Its latest: Bernice King, the daughter of the late Rev. Martin Luther King, Jr.
“I endorse [Proposition 16], which will help create a stronger economic future for women & communities of color,” she wrote in a tweet Monday morning. “This is aligned with my father’s dream & work to eradicate injustice, including economic injustice.”
If passed, the initiative would repeal a controversial 1996 law that barred California public colleges, universities and hiring officials from making decisions based on race, sex and other factors.
Proponents consider the measure a big step for representation in the nation’s most diverse state. But some Republicans in the Legislature fear that affirmative action would mark a departure from hiring and admissions decisions made on merit.

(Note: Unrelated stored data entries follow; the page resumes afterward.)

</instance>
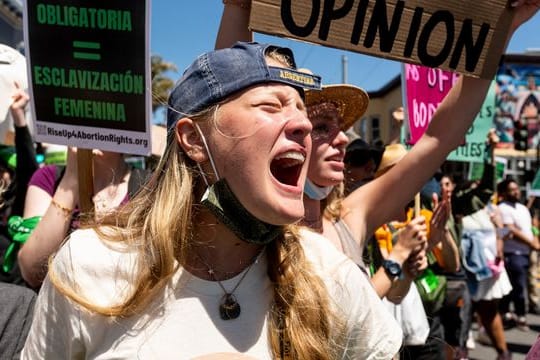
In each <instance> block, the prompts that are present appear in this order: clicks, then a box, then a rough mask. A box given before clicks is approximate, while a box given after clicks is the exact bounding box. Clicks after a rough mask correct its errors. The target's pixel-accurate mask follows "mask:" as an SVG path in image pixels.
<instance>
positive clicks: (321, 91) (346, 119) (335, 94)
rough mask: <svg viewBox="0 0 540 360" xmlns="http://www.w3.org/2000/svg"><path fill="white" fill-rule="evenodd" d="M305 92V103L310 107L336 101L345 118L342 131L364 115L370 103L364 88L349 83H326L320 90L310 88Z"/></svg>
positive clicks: (340, 110)
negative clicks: (308, 89)
mask: <svg viewBox="0 0 540 360" xmlns="http://www.w3.org/2000/svg"><path fill="white" fill-rule="evenodd" d="M305 94H306V99H305V103H306V106H308V107H309V106H313V105H317V104H320V103H323V102H333V103H335V104H336V105H337V106H338V109H339V112H340V115H341V117H342V119H343V122H342V123H341V130H342V131H347V129H349V128H350V127H351V126H352V124H354V122H355V121H356V120H358V119H360V117H361V116H362V115H364V113H365V112H366V109H367V106H368V103H369V96H368V94H367V93H366V92H365V91H364V90H363V89H361V88H359V87H357V86H354V85H348V84H335V85H326V86H323V87H322V90H320V91H316V90H308V91H306V93H305Z"/></svg>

King joins some of California’s most prominent political leaders in supporting Proposition 16 — including Sen. Kamala Harris, Gov. Gavin Newsom and San Francisco Mayor London Breed.
QUOTE OF THE DAY
“Unidentified stormtroopers. Unmarked cars. Kidnapping protesters and causing severe injuries in response to graffiti.These are not the actions of a democratic republic. @DHSgov’s actions in Portland undermine its mission. Trump & his stormtroopers must be stopped.”
- Strong words from House Speaker Nancy Pelosi, D-San Francisco, via Twitter on the situation in Portland.
Best of the Bee:
Millions of unemployed California residents are facing a sudden $600 drop in their jobless benefits at the end of the month, but Democratic plans would keep the money coming in as long as the economy remains in turmoil, via David Lightman.
California hair and nail salons can operate outside under new guidance released by Gov. Gavin Newsom’s office Monday afternoon, allowing many to do business as the coronavirus outbreak continues, via Dale Kasler and Andrew Sheeler.
The Sacramento Black Lives Matter chapter is planning a protest near the house of the city manager Wednesday to demand his removal, via Vincent Moleski.